The high point of drug abuse in the United States came in the late 1970s. After the Summer of Love, the sexual revolution, and the counter-cultural movement, drug use and abuse became more widespread and socially acceptable than ever, and Washington responded with a new round of laws and departments to deal with the crisis.
Marijuana, LSA and Psychedelic Mushrooms
As Marijuana, LSD, and psychedelic mushrooms swept through the party culture, President Nixon declared “War on Drugs” in 1971, founding the Drug Enforcement Agency (DEA), and initiating an era of harsh penalties and lengthy prison sentences for drug dealers and drug users. In the forty years since, the United States has instituted one of the harshest set of drug laws in the world, encouraging other countries to do the same. Only a handful of countries, mostly in Asia and the Middle East, maintain harsher penalties for drug use, possession, and sale than the United States.
Drug Use in America
Drug use in America has been going steadily down since the late 1970s, and is now at one of its lowest recorded levels in American history. Drugs of all kinds are still available in nearly every American city and town, but the threat of long prison sentences has kept use and abuse on a downturn. While proscripted drugs went out of fashion, new drug use has come into the void. MDMA for LSD, ADHD prescriptions for cocaine, and painkillers for the opiates.

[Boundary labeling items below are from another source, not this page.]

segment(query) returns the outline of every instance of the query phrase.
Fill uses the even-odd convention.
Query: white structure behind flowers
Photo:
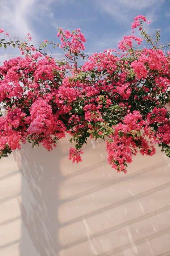
[[[103,142],[89,141],[78,164],[69,146],[28,143],[0,161],[0,255],[169,255],[164,154],[136,156],[125,175],[107,163]]]

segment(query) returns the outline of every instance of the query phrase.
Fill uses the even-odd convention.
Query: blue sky
[[[0,28],[24,37],[27,32],[35,44],[56,41],[56,29],[80,28],[87,40],[86,51],[115,48],[131,33],[133,18],[145,16],[150,33],[161,30],[162,41],[170,41],[170,0],[1,0]],[[11,54],[0,49],[0,55]]]

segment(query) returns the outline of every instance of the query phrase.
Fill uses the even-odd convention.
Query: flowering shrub
[[[132,29],[143,38],[134,30],[124,36],[121,56],[115,49],[86,55],[80,29],[59,29],[60,42],[46,40],[38,49],[29,33],[22,41],[0,29],[0,47],[17,47],[23,55],[0,67],[0,157],[27,141],[50,150],[65,133],[75,142],[73,162],[82,160],[88,137],[106,141],[108,162],[118,172],[126,173],[138,152],[154,154],[156,143],[170,157],[170,58],[161,49],[168,46],[160,44],[158,30],[155,40],[146,33],[145,17],[134,19]],[[149,48],[137,47],[143,39]],[[48,55],[43,48],[50,46],[63,49],[65,58]]]

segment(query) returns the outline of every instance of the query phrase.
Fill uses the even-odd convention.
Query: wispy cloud
[[[24,37],[29,32],[37,40],[37,32],[33,22],[39,20],[46,13],[53,19],[51,5],[61,0],[1,0],[0,9],[0,27],[13,34]]]

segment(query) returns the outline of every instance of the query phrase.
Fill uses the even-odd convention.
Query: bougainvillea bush
[[[26,141],[50,151],[66,133],[75,142],[73,162],[82,160],[88,137],[105,140],[108,162],[118,172],[127,172],[133,155],[154,154],[156,144],[170,156],[168,46],[160,44],[158,30],[155,39],[148,34],[145,17],[134,20],[132,35],[118,50],[90,56],[79,29],[59,29],[59,42],[45,40],[38,48],[29,34],[17,40],[0,29],[0,46],[18,47],[23,54],[0,67],[0,157]],[[65,58],[46,53],[50,46],[62,49]]]

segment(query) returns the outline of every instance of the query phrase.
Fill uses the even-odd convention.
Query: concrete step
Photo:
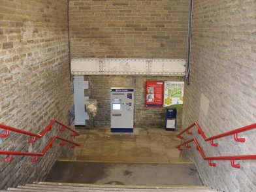
[[[142,186],[95,185],[51,182],[34,182],[17,188],[8,188],[7,191],[77,191],[77,192],[117,192],[117,191],[157,191],[157,192],[214,192],[217,191],[204,186]]]
[[[57,161],[46,182],[135,185],[202,185],[193,163]]]
[[[205,187],[203,185],[194,185],[194,186],[160,186],[160,185],[112,185],[112,184],[68,184],[68,183],[56,183],[56,182],[33,182],[33,184],[42,185],[51,185],[51,186],[62,186],[62,187],[91,187],[91,189],[97,188],[113,188],[116,190],[120,190],[125,188],[127,190],[129,189],[145,189],[147,190],[150,189],[210,189],[211,188]],[[29,184],[27,184],[29,185]],[[31,185],[31,184],[30,184]]]

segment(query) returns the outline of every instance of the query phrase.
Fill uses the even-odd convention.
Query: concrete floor
[[[77,128],[77,160],[129,163],[179,162],[178,131],[135,128],[133,133],[112,133],[110,128]]]
[[[45,182],[139,185],[202,185],[192,163],[56,161]]]

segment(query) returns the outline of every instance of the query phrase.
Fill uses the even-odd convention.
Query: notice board
[[[146,84],[146,107],[163,107],[163,82],[150,81]]]

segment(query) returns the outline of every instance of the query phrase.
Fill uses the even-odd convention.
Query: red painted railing
[[[198,129],[198,133],[201,135],[202,137],[204,138],[205,141],[210,141],[210,144],[212,146],[216,147],[218,146],[217,143],[214,143],[214,140],[222,138],[224,136],[227,136],[229,135],[234,135],[234,140],[236,142],[244,142],[246,141],[245,138],[238,138],[237,134],[241,132],[244,132],[246,131],[249,131],[253,129],[256,128],[256,123],[253,123],[248,126],[245,126],[241,128],[238,128],[236,129],[234,129],[231,131],[228,131],[226,133],[223,133],[222,134],[217,135],[211,137],[206,137],[206,135],[204,135],[204,131],[202,131],[202,129],[200,127],[199,123],[197,122],[195,122],[193,123],[189,127],[187,127],[185,129],[184,131],[182,131],[181,133],[180,133],[178,135],[177,135],[177,137],[180,138],[181,139],[184,139],[184,137],[182,136],[182,135],[184,133],[186,133],[188,135],[193,135],[193,132],[189,131],[189,130],[193,128],[194,126],[196,126]],[[185,146],[185,148],[191,148],[192,146],[189,145],[189,143],[194,142],[197,146],[197,150],[199,151],[200,153],[201,154],[202,157],[203,158],[204,160],[208,160],[208,163],[210,166],[213,166],[216,167],[216,163],[212,163],[212,161],[213,160],[230,160],[231,162],[231,166],[234,168],[240,168],[240,164],[235,164],[234,161],[234,160],[252,160],[252,159],[256,159],[256,155],[232,155],[232,156],[219,156],[219,157],[206,157],[204,155],[204,153],[200,147],[199,143],[198,142],[196,138],[191,138],[186,142],[184,142],[178,146],[176,146],[176,148],[178,148],[180,151],[182,151],[183,149],[182,148],[182,146]]]
[[[7,137],[7,136],[9,136],[9,132],[10,131],[14,131],[14,132],[19,133],[21,133],[21,134],[24,134],[24,135],[32,136],[33,136],[33,139],[28,140],[27,142],[34,142],[35,141],[36,137],[41,138],[42,136],[43,136],[44,135],[44,134],[47,131],[52,131],[52,126],[54,123],[57,123],[59,125],[62,126],[62,128],[59,129],[59,131],[65,131],[65,129],[68,129],[68,130],[69,130],[69,131],[71,131],[71,132],[73,133],[71,135],[71,136],[78,136],[78,135],[79,135],[78,133],[77,133],[76,131],[74,131],[71,128],[66,126],[65,125],[64,125],[63,123],[59,122],[59,121],[57,121],[56,120],[53,120],[50,123],[50,124],[46,126],[46,127],[39,135],[35,134],[35,133],[31,133],[31,132],[28,132],[28,131],[26,131],[18,129],[17,128],[14,128],[14,127],[12,127],[7,126],[7,125],[5,125],[0,123],[0,128],[6,130],[5,134],[0,134],[0,137]]]
[[[62,126],[61,129],[59,129],[59,131],[63,131],[66,129],[69,130],[70,131],[72,132],[72,134],[70,135],[70,136],[78,136],[79,135],[79,133],[77,133],[76,131],[74,131],[71,128],[66,126],[65,125],[63,124],[62,123],[59,122],[59,121],[56,120],[52,120],[48,125],[46,126],[46,127],[40,133],[39,135],[33,133],[31,132],[26,131],[24,130],[21,130],[18,129],[17,128],[14,128],[12,127],[7,126],[3,124],[0,123],[0,128],[5,129],[5,134],[0,134],[0,137],[7,137],[9,136],[9,132],[10,131],[14,131],[16,133],[19,133],[21,134],[26,135],[29,135],[33,136],[33,139],[28,140],[28,142],[35,142],[36,137],[37,138],[41,138],[43,136],[45,133],[47,131],[50,131],[52,129],[52,125],[54,123],[57,123]],[[80,146],[80,145],[77,143],[75,143],[71,140],[57,136],[54,136],[52,140],[50,141],[50,142],[47,144],[47,146],[44,148],[44,149],[42,150],[41,153],[31,153],[31,152],[13,152],[13,151],[0,151],[0,155],[7,155],[8,156],[7,157],[3,158],[3,161],[5,162],[9,162],[12,159],[12,156],[13,155],[25,155],[25,156],[34,156],[34,159],[31,159],[32,162],[37,162],[38,161],[38,157],[39,156],[43,156],[46,152],[48,150],[48,149],[52,148],[52,144],[54,142],[55,140],[62,140],[63,142],[59,144],[60,146],[64,146],[66,144],[67,142],[72,144],[72,148],[74,148],[76,146]]]

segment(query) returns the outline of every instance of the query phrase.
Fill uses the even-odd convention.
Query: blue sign
[[[72,123],[74,122],[74,104],[69,110],[68,118],[69,118],[69,126],[70,126],[72,125]]]

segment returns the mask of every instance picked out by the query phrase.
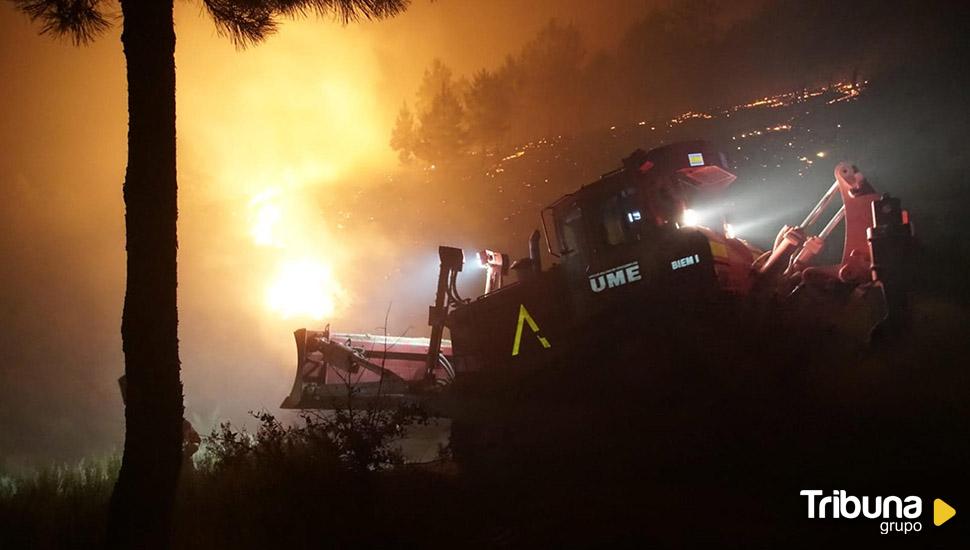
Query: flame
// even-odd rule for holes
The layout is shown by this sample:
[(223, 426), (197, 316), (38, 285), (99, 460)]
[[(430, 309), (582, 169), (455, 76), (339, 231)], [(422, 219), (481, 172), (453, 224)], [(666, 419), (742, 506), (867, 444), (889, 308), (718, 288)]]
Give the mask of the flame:
[(350, 302), (341, 281), (353, 281), (360, 252), (316, 199), (365, 168), (393, 165), (398, 105), (383, 101), (371, 36), (311, 18), (240, 52), (213, 45), (197, 14), (179, 13), (179, 170), (199, 182), (183, 201), (225, 205), (235, 222), (207, 253), (239, 262), (240, 290), (260, 315), (341, 315)]
[(321, 320), (334, 314), (340, 284), (329, 267), (314, 258), (285, 260), (266, 289), (266, 304), (284, 319)]
[(300, 187), (269, 187), (249, 201), (249, 234), (276, 269), (265, 288), (266, 307), (283, 319), (334, 315), (347, 293), (334, 276), (319, 215), (297, 200)]

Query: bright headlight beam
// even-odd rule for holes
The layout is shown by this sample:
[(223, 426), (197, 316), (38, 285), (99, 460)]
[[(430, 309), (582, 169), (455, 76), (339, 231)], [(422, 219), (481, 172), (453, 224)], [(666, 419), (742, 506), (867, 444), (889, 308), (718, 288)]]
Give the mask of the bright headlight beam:
[(700, 221), (700, 215), (698, 215), (693, 208), (684, 209), (684, 215), (681, 218), (681, 225), (691, 227), (699, 224)]

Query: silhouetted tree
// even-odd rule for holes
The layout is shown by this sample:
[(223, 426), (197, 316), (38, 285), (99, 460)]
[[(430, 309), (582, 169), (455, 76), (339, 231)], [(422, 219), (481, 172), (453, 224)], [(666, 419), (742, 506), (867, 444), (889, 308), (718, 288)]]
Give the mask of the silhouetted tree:
[(414, 109), (419, 117), (431, 110), (435, 98), (442, 88), (454, 89), (455, 82), (453, 73), (447, 65), (435, 58), (431, 65), (424, 70), (424, 77), (421, 78), (421, 85), (418, 86), (418, 93), (414, 100)]
[(447, 84), (421, 115), (415, 153), (422, 159), (437, 163), (454, 159), (465, 147), (464, 109), (458, 94)]
[(401, 110), (397, 112), (397, 120), (394, 121), (394, 128), (391, 130), (391, 149), (397, 151), (397, 157), (402, 163), (407, 164), (414, 159), (414, 147), (417, 144), (417, 130), (414, 127), (414, 115), (405, 101), (401, 105)]
[[(87, 43), (111, 26), (106, 0), (14, 0), (42, 33)], [(281, 17), (384, 18), (408, 0), (202, 0), (238, 46), (272, 34)], [(108, 544), (167, 548), (181, 464), (173, 0), (120, 0), (128, 77), (125, 174), (127, 289), (121, 335), (127, 375), (125, 449), (111, 499)]]

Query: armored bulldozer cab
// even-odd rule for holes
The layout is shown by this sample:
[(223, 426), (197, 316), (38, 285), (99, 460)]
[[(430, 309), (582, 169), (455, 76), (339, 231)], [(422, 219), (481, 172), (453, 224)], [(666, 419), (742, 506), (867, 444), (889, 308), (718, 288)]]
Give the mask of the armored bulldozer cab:
[(695, 197), (734, 179), (708, 143), (677, 143), (638, 150), (545, 208), (546, 243), (558, 263), (543, 271), (533, 257), (518, 281), (454, 304), (445, 325), (460, 368), (554, 358), (583, 337), (580, 327), (619, 312), (636, 318), (651, 297), (709, 301), (745, 292), (752, 250), (682, 219)]

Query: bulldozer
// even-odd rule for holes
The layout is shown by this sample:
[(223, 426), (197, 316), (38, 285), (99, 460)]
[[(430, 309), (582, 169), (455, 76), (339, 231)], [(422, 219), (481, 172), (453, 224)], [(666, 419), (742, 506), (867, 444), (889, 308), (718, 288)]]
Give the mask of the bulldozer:
[[(299, 329), (296, 377), (281, 407), (422, 400), (470, 373), (555, 363), (577, 346), (635, 339), (657, 323), (712, 312), (773, 323), (799, 304), (829, 316), (844, 316), (852, 306), (865, 312), (865, 340), (905, 330), (915, 245), (899, 199), (880, 195), (855, 166), (841, 162), (804, 220), (781, 228), (762, 250), (735, 235), (727, 220), (707, 227), (691, 219), (692, 205), (736, 179), (725, 155), (706, 141), (638, 149), (619, 168), (543, 208), (541, 232), (532, 234), (525, 257), (512, 261), (482, 249), (466, 263), (461, 249), (439, 247), (430, 338)], [(812, 234), (837, 197), (842, 206)], [(840, 260), (816, 265), (840, 225)], [(553, 259), (548, 267), (543, 241)], [(458, 292), (468, 263), (486, 271), (484, 292), (475, 298)], [(823, 302), (834, 309), (819, 307)]]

And yet with all the warring on drugs, there has never been a comprehensive, national substance abuse treatment program in the United States. Treating drug addiction is left to counties, states, and private institutions, and ultimately, to the family members of the addicted. Addiction has consistently been portrayed as a moral problem — not a medical one.
But recently, the growing body of knowledge about neurological and chemical factors of addiction, is beginning to turn the tide toward greater understanding and compassion for drug addicts and their families. New strategies targeting neurotransmitters and new pshychotherapies such as cognitive behavioral therapy operate closer to the root of addiction. In another twenty years, medication and therapy may make chemical dependence a thing of the past rather than a physical disability.